I watched several presentations given by Adrian Cockcroft (see his interview with Randy Bias) and subscribed to techblog.netflix.com. The latest post there is full of cloud wisdom of a cloud practitioner.
For example, we learn that Netflix went to cloud in search for high availability and agility was almost like a side effect. We learn that Netflix does not want to be a datacenter expert because they regard it as an accidental complexity. Being a consumer brand in a relatively new market segment, they did not want to worry about getting their capacity forecasts right.
If you look around the web, you will find that Netflix is running a Java application stack, which makes it close to many other enterprises out there.

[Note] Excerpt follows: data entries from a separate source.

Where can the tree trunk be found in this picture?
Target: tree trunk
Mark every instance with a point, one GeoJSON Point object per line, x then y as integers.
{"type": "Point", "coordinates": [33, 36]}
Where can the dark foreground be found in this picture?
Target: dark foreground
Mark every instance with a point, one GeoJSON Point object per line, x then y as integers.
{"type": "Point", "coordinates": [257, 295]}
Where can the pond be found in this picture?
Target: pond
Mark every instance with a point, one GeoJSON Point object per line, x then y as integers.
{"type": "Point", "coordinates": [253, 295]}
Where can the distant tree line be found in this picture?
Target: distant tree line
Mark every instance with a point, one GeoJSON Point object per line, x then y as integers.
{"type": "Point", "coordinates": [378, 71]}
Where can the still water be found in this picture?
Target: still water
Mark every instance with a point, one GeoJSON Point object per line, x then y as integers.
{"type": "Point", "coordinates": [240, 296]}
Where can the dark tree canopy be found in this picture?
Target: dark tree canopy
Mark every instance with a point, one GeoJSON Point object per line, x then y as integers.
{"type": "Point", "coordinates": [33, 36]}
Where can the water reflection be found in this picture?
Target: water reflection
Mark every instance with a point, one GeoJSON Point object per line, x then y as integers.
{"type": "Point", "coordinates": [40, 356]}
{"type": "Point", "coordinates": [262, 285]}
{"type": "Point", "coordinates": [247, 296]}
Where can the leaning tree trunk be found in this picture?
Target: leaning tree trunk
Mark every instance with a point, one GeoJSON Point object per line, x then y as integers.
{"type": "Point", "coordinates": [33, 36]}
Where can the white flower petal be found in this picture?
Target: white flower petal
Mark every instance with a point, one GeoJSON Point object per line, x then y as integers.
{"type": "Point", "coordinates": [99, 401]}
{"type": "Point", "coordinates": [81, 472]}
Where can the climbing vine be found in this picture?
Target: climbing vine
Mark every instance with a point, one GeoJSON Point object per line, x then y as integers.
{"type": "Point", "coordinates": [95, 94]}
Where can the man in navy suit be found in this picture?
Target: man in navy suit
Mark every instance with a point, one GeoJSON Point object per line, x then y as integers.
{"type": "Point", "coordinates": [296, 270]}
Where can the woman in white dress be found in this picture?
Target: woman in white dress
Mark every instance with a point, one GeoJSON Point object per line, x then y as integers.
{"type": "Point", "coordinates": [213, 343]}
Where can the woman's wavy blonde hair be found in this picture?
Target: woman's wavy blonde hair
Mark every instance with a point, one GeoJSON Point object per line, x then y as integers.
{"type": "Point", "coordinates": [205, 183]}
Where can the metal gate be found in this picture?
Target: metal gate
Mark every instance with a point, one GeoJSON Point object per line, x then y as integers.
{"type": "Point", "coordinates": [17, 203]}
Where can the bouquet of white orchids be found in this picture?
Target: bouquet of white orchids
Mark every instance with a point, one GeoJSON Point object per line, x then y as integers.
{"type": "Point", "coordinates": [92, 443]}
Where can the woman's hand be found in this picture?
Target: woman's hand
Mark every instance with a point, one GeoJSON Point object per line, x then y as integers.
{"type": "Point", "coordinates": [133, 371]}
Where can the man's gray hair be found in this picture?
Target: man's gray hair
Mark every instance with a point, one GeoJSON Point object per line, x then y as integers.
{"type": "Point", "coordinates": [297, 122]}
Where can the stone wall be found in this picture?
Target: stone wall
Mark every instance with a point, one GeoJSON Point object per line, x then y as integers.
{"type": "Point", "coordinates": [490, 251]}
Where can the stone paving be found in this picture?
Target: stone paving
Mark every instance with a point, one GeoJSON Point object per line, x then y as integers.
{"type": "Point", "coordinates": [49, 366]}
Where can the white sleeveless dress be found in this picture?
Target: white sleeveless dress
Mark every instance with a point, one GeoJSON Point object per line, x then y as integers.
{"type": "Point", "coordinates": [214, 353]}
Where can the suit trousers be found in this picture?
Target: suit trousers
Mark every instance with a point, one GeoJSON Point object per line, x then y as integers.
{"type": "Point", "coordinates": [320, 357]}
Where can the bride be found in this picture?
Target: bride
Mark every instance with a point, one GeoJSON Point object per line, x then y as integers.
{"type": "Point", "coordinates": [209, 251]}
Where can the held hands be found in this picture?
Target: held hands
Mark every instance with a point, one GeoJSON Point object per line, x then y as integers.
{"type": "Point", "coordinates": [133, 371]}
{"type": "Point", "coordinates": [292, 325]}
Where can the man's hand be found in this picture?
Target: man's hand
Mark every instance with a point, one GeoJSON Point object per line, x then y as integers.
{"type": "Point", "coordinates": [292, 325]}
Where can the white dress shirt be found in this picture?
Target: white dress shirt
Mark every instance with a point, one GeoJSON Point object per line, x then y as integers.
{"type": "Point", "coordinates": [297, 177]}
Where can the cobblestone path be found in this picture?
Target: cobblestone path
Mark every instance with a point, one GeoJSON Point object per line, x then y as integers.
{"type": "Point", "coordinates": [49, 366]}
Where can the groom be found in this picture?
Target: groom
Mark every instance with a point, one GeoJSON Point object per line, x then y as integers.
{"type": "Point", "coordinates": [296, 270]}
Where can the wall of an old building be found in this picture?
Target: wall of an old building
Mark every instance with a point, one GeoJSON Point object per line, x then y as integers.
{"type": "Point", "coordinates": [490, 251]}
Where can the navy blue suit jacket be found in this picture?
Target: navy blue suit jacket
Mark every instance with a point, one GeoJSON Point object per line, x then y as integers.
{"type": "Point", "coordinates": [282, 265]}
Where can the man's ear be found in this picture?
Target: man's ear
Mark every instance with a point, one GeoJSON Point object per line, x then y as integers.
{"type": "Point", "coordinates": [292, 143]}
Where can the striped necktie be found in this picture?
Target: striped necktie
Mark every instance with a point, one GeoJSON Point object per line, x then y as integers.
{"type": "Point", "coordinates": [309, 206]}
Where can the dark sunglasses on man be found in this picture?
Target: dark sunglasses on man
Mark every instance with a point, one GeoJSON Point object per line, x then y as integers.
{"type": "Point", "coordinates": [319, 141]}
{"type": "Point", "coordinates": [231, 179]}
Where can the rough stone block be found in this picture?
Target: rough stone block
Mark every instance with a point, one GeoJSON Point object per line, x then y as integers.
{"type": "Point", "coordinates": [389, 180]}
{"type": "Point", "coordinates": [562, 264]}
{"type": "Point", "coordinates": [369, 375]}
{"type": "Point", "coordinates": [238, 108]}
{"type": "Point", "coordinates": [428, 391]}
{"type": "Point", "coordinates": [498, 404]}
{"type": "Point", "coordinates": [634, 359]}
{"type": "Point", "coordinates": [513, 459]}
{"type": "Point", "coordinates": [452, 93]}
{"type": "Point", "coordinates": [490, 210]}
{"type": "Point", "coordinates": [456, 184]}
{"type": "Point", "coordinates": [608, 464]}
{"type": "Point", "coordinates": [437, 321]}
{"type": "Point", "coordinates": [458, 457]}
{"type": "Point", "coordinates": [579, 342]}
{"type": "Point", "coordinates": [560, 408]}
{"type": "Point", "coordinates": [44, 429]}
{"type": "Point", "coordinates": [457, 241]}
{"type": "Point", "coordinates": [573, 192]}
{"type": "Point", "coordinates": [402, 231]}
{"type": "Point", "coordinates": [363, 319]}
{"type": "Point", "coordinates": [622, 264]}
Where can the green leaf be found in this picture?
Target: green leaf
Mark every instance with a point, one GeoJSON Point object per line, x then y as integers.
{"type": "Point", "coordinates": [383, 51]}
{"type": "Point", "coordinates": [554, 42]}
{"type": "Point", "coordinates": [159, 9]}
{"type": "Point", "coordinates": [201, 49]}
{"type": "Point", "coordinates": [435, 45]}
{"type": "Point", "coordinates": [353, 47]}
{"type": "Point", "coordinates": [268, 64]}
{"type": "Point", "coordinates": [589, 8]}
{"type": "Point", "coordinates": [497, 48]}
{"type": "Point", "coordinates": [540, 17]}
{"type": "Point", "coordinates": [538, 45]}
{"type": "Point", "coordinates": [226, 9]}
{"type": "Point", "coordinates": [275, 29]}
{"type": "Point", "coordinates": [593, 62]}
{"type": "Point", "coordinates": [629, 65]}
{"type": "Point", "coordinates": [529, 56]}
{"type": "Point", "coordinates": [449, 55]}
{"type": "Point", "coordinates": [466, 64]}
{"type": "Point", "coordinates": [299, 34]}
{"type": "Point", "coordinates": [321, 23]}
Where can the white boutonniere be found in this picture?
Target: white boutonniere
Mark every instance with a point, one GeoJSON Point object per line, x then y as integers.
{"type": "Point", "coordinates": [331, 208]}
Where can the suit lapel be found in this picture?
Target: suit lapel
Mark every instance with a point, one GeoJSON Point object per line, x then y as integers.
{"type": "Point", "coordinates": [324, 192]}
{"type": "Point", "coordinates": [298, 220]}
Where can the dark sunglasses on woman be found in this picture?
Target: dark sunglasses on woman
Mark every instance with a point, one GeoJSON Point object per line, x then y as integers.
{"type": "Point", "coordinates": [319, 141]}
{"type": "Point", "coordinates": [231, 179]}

But the key components that sets them apart is their internal operations platform tailored for Amazon EC2 - from development to QA, to deployment, to monitoring, to trend analysis, to troubleshooting. (It’s important to realize that an “internal operations platform” is not only software - it’s also a set of processes, standard operating procedures, mind set and operations philosophy).
And here is the point of this post (finally!). Netflix essentially has built an enterprise-friendly world-class PaaS for Java. They probably built it without thinking of selling it as a standalone product to other enterprises one day, but I would like to ask - why not? If the world's biggest web retail operation managed to build a hosting business, why can't one of the world's geekiest enterprises build an IT ops platform business as well?
Think about it - Netflix Web Services, Java application hosting, for enterprise by enterprise…
Can’t say for sure if it will happen or when but my gut feel is that it will happen eventually, and if not Netflix then some other cloud customer will enter application hosting (PaaS) business with a platform originally developed for internal needs.
Netflix folks, are you reading this?